Reputation: 803
AFAIK, the whole purpose of JBoss Seam is to integrate EJB and JSF.
The book Seam in Action says that:
By design, EJB components cannot be bound directly to a JSF view. It’s great that EJB components are scalable, transactional, thread-safe, and secure, but it doesn’t do much good if they are completely isolated from the web tier, accessible only through a JSF backing bean acting as an intermediary.
But I couldn't find the reason/motive of such impossibility, why are they isolated from the web tier? Why can't I use an EJB as a backing bean? Care to enlighten me?
Upvotes: 4
Views: 1311
Reputation: 597106
Seam is not aimed to do that. CDI (Weld) is, however. With CDI you can @Inject
an EJB in a JSF bean. (As arjan noted - you can do this without CDI as well, and since CDI is JavaEE6, you can try using @EJB private RemoteInterface bean
)
But this is not about JPA entities. Although JPA considered part of EJB, and its predecessors were "Entity beans", a special type of EJBs, it is best not to think of EJB and JPA as one think. JPA is an ORM standard. EJB is a service/component model.
@Entity
objects are managed by an EntityManager
. They are not managed by an ejb container, nor by seam, nor by CDI even. This is because they don't fit the component model these three employ. Entities are usually instantiated by the developer. With CDI/EJB/Seam it is the framework that instantiates the components, manages them and performs injection.
Upvotes: 0
Reputation: 38163
But I couldn't find the reason/motive of such impossibility, why are they isolated from the web tier?
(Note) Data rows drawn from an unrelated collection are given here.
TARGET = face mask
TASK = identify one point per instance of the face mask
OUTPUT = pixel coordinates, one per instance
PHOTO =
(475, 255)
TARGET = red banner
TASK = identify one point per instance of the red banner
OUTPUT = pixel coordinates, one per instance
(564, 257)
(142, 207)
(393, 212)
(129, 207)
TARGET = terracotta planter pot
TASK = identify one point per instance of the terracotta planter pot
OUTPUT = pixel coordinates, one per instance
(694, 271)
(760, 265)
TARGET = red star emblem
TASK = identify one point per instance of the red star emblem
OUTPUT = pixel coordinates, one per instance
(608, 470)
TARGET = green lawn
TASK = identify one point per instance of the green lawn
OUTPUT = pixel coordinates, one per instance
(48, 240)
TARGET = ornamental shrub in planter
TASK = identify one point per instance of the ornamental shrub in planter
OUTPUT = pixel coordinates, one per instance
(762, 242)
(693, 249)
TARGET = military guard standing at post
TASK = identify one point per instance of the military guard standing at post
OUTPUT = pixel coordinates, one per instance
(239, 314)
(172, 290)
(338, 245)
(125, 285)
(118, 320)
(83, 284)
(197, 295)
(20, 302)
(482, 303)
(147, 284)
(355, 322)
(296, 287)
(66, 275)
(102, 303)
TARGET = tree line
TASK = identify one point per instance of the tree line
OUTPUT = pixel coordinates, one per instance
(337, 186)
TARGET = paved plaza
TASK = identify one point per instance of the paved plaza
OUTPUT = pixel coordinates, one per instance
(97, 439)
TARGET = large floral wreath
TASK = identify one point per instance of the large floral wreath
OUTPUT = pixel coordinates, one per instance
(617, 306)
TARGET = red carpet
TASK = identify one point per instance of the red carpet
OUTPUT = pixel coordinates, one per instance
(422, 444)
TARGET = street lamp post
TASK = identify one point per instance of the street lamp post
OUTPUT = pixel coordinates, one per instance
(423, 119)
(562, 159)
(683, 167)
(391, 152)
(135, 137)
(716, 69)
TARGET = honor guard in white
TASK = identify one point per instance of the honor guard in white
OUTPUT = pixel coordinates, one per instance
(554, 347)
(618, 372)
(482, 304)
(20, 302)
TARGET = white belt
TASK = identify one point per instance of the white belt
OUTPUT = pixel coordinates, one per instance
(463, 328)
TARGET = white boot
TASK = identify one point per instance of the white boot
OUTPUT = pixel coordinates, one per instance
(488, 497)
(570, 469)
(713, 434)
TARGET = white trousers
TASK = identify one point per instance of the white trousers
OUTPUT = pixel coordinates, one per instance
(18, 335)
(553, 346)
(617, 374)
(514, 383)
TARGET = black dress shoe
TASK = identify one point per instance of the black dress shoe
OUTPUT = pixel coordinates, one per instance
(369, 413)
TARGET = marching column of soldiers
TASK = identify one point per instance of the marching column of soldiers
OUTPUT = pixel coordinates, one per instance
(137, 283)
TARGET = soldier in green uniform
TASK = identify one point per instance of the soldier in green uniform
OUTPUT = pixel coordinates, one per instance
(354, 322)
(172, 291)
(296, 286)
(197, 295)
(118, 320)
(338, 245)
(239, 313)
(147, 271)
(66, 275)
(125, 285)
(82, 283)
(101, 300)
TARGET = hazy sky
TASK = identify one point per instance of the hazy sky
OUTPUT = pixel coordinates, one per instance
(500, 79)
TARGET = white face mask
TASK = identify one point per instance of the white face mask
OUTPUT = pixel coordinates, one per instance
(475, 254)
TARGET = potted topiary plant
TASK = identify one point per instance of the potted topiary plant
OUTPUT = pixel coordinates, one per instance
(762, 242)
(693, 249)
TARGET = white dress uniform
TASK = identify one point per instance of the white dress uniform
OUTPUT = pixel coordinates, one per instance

Traditionally this was done to enforce the separation between business logic and view related code. Intermixing those is what most every beginner does and it always leads to systems that are hard to maintain in the long run.
By allowing EJBs to be directly used as backing beans, people are going to put FacesMessages in them, and formatters specific for one particular page, and rendering code and so on.
Strict isolation prevents these mistakes to be made. However, this also raises the bar for those very same beginners to get started with EJB and gave EJB the reputation of being somewhat difficult (although with EJB3 this is not really the case). In the latest Java EE 6 release, a lot of intermixing is made possible by allowing EJBs to be defined without interfaces in the web module. With CDI annotations they are directly useable as backing beans.
Depending on your view, this is a step forward (easier, less constraints, less required artifacts), but it could also be seen as a step backward (promotes mixing of view and business logic again, something which deprecating scriptlets on JSP tried to prevent).